The accidental entanglement of cetaceans and other protected species such as seabirds and seals in fishing gear across European waters is cause for concern. Trawl nets, gillnets, and many more methods employed by vessels during commercial fishing can lead to this undesirable byproduct, which can harm protected species populations and also potentially the dynamics and interactions of foodwebs.
The recently-issued advice, the product of a request to ICES by the European Union (EU), focuses on quantifying as far as possible the impact of fisheries on cetaceans (whales, dolphins and porpoises), with estimates given on the numbers of common dolphin and harbour porpoises that die a result of becoming trapped in fishing gear.
As well presenting the findings of data analysis, a key message of the advice is that 'any move to integrate the monitoring of the bycatch of protected species in EU waters under the Data Collection Framework will require the very careful consideration of sampling regimes and, as such, monitoring will require significant adjustments from that used for commercial fish bycatch.'
The advice also states the importance of dedicated, specifically-designed cetacean bycatch monitoring procedures that cover all relevant fisheries if good estimates of protected species bycatch are required.
The conclusion was reached as the result of a comparison of data gathered by means of three different observation techniques practised in 2014: observers on board fishing vessels, charting in log books (done under the Data Collection Framework, DCF), and the use of remote electronic monitoring (REM) where video equipment is mounted on the boats. This comparison was done separately for both towed fishing gears – such as pelagic trawls – and static nets.
Despite the fact that monitoring under the three schemes was not always conducted in the same fisheries, exactly the same areas, or at the same times, it was found that the differences between each technique were so large, i.e. bycatch estimates derived from DCF were considerably lower than those gathered from dedicated observers or REM, that the advice suggests the use of specifically-designed schemes are best for good estimates of cetacean bycatch.
The advice also sees an update of bycatch rates of harbour porpoise in the Kattegat and Belt Seas (Danish Straits connecting the Kattegat with the Baltic) with 2014 fishing effort and observer coverage. Mortality due to bycatch was estimated, with results suggesting that less than one percent of the harbour porpoise population in the area is being taken.

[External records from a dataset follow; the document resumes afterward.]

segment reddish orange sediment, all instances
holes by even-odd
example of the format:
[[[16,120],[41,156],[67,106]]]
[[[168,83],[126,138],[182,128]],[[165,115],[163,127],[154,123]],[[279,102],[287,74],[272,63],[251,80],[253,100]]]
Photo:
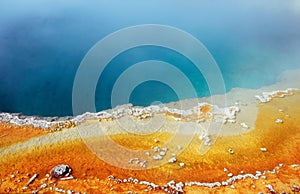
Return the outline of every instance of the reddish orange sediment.
[[[256,171],[272,170],[282,163],[284,165],[280,170],[275,174],[267,173],[266,179],[238,180],[233,184],[235,188],[231,188],[230,185],[214,188],[192,186],[184,187],[184,190],[188,193],[271,193],[266,185],[272,184],[278,192],[292,193],[293,185],[300,186],[300,167],[291,167],[292,164],[300,164],[299,101],[300,92],[294,92],[292,96],[274,98],[271,102],[258,104],[259,112],[254,130],[241,135],[220,136],[204,155],[199,154],[202,142],[195,137],[183,153],[177,156],[177,162],[149,170],[128,170],[111,166],[94,155],[80,139],[51,146],[33,147],[0,159],[0,180],[4,180],[1,180],[0,192],[23,191],[22,187],[30,176],[37,173],[39,177],[26,191],[36,190],[45,182],[48,186],[41,190],[43,192],[50,192],[52,186],[88,193],[127,193],[129,190],[145,193],[145,189],[148,189],[147,193],[165,193],[162,190],[150,191],[140,184],[118,184],[108,180],[107,177],[109,175],[119,179],[134,177],[159,185],[164,185],[170,180],[222,182],[229,178],[229,172],[233,175],[238,175],[241,171],[255,174]],[[284,111],[281,112],[279,109]],[[282,119],[283,123],[276,123],[276,119]],[[18,134],[15,133],[15,129],[12,131],[16,141],[20,141],[17,140]],[[172,134],[160,133],[149,136],[123,134],[111,135],[111,138],[131,149],[149,149],[154,145],[154,138],[159,139],[159,142],[155,143],[159,146],[170,140]],[[229,148],[234,150],[234,154],[228,152]],[[262,152],[260,148],[267,148],[267,151]],[[112,157],[118,154],[109,147],[106,151]],[[185,163],[184,167],[179,166],[178,162],[181,161]],[[50,169],[61,163],[71,166],[72,175],[76,179],[55,183],[51,183],[54,180],[45,180]],[[224,168],[228,169],[228,172],[224,172]],[[12,173],[15,175],[13,178]],[[27,176],[27,173],[30,175]]]

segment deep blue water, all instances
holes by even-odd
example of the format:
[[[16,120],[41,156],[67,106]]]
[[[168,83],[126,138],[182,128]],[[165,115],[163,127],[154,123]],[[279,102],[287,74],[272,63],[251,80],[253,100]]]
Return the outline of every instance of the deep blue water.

This comes with the caveat, however, that total fishing effort is likely underestimated due to underestimation of effort from smaller vessels.
The issue of unrepresentative sampling was true in the case of the common dolphin, as bycatch of the species was assessed across three ICES subareas. It was found that annual removals of common dolphins in European fisheries may exceed a 1.7% limit established by ASCOBANS (Agreement on the Conservation of Small Cetaceans in the Baltic, North East Atlantic, Irish and North Seas) and used in previous advice. However, these estimates of mortality are based upon incomplete information.

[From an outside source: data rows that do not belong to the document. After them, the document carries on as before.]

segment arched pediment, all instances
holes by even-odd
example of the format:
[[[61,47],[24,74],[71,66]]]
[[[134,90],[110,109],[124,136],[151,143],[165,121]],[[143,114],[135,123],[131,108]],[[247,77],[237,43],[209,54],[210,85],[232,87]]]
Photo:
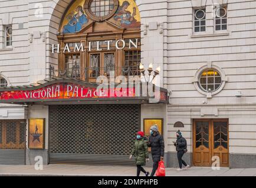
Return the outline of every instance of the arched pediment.
[[[124,29],[140,29],[134,0],[75,1],[64,14],[59,30],[61,34],[69,34]]]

It appears that common dolphin bycatch rates are highest in pelagic trawls. Although observed rates are lower in static net fisheries, they might be as significant as pelagic rates. This is because the observed sample, once raised, might produce a similar level of total bycatch due to the effort in static net fisheries being larger than in pelagic ones.

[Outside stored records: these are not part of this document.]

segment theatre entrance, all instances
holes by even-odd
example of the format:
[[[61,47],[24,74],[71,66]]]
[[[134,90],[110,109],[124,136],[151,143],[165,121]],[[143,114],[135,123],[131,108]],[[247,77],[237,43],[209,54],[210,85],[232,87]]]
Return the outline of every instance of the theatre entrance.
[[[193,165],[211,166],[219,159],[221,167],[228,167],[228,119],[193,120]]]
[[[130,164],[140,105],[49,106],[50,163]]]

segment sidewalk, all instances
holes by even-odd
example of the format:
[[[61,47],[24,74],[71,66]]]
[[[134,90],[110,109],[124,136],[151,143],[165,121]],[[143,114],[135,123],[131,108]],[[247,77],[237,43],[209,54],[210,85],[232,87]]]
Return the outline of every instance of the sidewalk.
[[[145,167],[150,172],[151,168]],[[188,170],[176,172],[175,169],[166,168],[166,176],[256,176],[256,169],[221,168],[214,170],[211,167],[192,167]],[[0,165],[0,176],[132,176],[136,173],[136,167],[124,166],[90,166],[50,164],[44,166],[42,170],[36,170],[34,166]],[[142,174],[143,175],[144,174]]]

The data behind the advice is mainly derived from reports submitted for 2014 by EU Member States, required under the EU Regulation 812/2004, as well as the stated number of cetaceans observed as taken as bycatch. Although the total mortality was not assessed due to uncertainties in fishing effort data, total common dolphin bycatch estimates were provided by two member states in two different fisheries in the same year.